Le mot est lâché et il est vrai que la plupart des agences proposant des travailleurs détachés mettent plus en avant l’avantage financier que l’apport de compétences, souvent existantes en France. Le sénateur souligne, par exemple, le cas d'un sous-traitant de Carrefour qui aurait fait commande, en Roumanie, à un prestataire de service géré par… son fils. Ou encore le cas d’entreprises "luxembourgeoises qui recrutent des travailleurs français qu’elles affilient au régime local avant de les mettre à disposition d’une société française. Ces sociétés n’ont, la plupart du temps, aucune activité réelle sur le territoire luxembourgeois et les intérimaires français n’ont, quant à eux, jamais travaillé dans le Grand-Duché.
L’Etat contraint de renforcer ses contrôles. Malgré ces contrats low cost, certaines entreprises vont encore plus loin en ayant recours à des sous-traitants qui ne déclarent même pas leurs travailleurs détachés, imposent des heures supplémentaires non payées ou omettent de déclarer les accidents du travail. C’est notamment ce qui se serait passé sur le pourtant très sensible chantier de la centrale nucléaire EPR de Flamanville. Chargé de la construction, Bouygues a eu recours à des sous-traitants en cascade, un montage où on retrouve des sous-traitants domiciliés en Irlande, des agences d’intérim basées à Chypre et des travailleurs polonais. Résultat, un procès pour "travail dissimulé" qui devait se tenir le 21 octobre et a été reporté à la mi-mars 2015.

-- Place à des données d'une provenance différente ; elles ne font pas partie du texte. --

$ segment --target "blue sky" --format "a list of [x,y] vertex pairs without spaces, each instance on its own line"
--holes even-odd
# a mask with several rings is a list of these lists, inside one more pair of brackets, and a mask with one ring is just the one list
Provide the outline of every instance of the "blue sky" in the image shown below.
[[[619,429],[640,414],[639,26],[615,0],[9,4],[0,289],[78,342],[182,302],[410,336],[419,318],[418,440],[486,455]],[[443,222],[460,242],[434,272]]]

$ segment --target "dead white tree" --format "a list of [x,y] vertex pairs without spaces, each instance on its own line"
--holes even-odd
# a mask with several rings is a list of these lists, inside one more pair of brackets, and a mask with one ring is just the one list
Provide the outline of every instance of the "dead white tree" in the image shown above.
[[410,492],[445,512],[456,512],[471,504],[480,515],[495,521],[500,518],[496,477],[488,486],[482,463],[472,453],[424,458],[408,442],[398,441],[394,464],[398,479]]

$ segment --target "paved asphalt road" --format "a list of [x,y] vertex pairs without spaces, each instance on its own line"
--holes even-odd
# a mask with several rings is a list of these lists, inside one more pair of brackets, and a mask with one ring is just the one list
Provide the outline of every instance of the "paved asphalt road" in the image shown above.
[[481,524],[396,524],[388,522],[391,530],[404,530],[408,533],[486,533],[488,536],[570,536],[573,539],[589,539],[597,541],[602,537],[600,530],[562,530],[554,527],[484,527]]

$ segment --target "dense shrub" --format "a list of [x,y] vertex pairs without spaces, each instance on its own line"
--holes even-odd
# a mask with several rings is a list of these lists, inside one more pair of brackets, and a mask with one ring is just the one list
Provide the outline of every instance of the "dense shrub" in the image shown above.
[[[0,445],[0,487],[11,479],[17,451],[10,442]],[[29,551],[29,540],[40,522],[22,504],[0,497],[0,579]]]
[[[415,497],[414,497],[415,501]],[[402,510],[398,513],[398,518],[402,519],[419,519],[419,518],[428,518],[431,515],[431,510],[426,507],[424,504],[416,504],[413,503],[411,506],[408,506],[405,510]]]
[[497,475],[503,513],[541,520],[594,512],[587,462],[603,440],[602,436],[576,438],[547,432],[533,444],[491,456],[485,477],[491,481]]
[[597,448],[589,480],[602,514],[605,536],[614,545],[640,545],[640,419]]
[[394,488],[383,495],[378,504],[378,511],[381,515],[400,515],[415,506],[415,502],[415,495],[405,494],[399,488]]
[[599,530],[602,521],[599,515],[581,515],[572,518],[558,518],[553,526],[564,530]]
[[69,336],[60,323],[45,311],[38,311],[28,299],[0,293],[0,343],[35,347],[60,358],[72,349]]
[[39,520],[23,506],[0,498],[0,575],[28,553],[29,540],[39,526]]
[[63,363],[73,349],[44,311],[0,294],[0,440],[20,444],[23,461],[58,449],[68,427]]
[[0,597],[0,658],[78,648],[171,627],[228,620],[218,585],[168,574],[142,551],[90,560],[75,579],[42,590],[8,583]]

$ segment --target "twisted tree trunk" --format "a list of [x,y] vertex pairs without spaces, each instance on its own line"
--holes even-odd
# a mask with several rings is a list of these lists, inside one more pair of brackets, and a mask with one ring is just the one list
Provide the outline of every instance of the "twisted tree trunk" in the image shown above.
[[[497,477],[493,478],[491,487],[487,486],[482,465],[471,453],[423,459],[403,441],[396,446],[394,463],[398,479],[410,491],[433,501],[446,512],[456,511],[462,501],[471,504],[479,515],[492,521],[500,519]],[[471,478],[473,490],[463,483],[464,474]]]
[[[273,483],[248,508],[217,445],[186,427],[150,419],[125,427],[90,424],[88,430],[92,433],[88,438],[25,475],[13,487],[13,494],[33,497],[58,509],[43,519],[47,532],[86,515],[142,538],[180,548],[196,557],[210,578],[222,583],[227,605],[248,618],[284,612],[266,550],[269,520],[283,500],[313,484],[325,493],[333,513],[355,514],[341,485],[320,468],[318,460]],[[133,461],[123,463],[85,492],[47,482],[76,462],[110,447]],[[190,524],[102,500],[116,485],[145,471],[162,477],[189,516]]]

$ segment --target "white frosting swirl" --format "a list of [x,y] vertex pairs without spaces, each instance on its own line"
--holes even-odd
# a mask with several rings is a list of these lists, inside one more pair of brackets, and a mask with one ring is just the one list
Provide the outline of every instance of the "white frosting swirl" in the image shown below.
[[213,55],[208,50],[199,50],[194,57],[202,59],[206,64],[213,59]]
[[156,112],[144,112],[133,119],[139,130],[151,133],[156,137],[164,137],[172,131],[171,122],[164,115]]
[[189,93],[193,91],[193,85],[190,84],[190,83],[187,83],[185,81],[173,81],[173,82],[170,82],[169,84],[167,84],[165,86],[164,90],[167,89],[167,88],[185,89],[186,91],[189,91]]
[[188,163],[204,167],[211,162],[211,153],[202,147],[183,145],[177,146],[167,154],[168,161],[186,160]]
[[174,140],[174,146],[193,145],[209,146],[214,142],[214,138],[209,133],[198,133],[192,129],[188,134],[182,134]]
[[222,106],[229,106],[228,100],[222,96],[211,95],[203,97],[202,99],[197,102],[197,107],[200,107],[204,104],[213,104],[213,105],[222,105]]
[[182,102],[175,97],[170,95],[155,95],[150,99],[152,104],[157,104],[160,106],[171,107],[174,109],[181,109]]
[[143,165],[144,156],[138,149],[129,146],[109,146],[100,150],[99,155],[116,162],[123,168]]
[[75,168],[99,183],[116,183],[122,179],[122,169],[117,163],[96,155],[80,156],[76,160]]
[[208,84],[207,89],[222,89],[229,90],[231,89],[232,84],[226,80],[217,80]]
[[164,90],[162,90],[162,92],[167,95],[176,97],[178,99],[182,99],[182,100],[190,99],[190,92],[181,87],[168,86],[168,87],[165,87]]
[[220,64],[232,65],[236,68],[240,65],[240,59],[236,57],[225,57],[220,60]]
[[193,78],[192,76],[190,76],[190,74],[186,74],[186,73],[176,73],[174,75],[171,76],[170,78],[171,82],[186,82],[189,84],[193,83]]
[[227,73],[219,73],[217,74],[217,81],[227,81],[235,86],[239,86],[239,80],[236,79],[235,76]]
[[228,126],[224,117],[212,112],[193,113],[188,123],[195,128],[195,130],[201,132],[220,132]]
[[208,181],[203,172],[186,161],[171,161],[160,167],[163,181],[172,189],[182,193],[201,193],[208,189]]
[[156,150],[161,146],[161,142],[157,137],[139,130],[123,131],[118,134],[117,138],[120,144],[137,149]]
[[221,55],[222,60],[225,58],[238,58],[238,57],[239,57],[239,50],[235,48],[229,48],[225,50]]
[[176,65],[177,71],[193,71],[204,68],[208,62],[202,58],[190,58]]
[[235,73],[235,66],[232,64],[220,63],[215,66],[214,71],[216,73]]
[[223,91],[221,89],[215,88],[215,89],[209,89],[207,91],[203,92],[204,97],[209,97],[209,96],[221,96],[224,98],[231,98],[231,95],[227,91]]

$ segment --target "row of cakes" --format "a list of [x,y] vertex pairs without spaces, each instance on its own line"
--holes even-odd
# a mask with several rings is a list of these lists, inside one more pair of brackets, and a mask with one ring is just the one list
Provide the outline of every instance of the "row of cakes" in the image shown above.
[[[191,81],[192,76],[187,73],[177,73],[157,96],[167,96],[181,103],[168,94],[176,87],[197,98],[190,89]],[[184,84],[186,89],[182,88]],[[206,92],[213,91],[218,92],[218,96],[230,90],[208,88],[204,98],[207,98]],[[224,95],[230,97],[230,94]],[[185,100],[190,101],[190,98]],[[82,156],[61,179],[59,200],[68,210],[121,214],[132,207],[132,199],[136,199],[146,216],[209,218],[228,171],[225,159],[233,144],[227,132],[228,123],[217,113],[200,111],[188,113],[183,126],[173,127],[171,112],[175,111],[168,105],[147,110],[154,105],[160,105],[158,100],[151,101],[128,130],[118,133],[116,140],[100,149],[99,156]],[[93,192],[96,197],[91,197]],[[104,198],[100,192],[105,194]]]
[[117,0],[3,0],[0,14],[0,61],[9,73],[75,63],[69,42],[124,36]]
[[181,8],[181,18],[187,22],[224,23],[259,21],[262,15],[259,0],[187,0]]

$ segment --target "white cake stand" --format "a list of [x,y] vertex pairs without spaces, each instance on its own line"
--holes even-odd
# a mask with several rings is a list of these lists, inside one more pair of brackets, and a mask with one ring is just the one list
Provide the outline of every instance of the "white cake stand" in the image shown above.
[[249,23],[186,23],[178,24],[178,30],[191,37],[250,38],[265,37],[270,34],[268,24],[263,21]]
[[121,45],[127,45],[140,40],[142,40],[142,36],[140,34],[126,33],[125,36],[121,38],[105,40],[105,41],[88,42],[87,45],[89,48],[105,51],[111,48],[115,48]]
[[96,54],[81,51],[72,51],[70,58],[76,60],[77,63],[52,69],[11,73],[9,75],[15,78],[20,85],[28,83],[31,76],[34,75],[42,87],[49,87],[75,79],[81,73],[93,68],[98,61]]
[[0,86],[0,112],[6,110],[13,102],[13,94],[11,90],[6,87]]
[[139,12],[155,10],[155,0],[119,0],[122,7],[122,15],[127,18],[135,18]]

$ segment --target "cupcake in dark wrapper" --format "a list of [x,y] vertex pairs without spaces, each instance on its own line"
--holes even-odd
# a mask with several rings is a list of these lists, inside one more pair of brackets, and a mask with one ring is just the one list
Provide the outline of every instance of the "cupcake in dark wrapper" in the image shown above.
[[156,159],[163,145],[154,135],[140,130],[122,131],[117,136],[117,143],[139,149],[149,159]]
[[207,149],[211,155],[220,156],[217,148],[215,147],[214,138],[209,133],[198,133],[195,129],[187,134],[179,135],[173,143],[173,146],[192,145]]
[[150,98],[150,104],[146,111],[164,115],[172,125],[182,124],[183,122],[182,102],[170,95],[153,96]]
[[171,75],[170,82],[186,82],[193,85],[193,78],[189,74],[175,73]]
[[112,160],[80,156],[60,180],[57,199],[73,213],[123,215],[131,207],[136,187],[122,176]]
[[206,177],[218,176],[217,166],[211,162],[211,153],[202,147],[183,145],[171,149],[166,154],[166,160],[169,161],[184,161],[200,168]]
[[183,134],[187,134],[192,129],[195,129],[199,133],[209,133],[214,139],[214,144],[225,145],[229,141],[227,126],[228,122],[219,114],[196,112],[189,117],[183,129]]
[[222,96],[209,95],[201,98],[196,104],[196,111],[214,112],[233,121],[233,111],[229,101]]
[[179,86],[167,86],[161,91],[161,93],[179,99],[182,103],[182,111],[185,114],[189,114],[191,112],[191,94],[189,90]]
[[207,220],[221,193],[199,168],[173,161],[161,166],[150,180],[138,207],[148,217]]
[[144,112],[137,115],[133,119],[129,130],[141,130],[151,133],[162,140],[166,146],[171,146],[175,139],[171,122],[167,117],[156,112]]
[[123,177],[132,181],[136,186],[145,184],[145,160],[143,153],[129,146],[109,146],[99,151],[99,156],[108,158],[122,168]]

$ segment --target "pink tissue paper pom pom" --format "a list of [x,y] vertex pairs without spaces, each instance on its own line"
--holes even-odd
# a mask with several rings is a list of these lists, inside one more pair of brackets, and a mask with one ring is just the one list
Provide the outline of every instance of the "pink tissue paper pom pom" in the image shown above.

Un cas visiblement pas si isolé que cela puisque les Européens ont convenu en décembre 2013 de renforcer leurs contrôles mais aussi leurs sanctions : désormais un donneur d’ordre ne pourra plus se défausser sur un sous-traitant, comme c’est fréquemment le cas aujourd’hui en cas de poursuites. Le gouvernement français réfléchit également à de nouvelles pistes pour lutter contre cette fraude, via des contrôles renforcés de l’Inspection du travail, la spécialisation de ses agents, voire l’instauration d’une carte spécifique aux travailleurs détachés.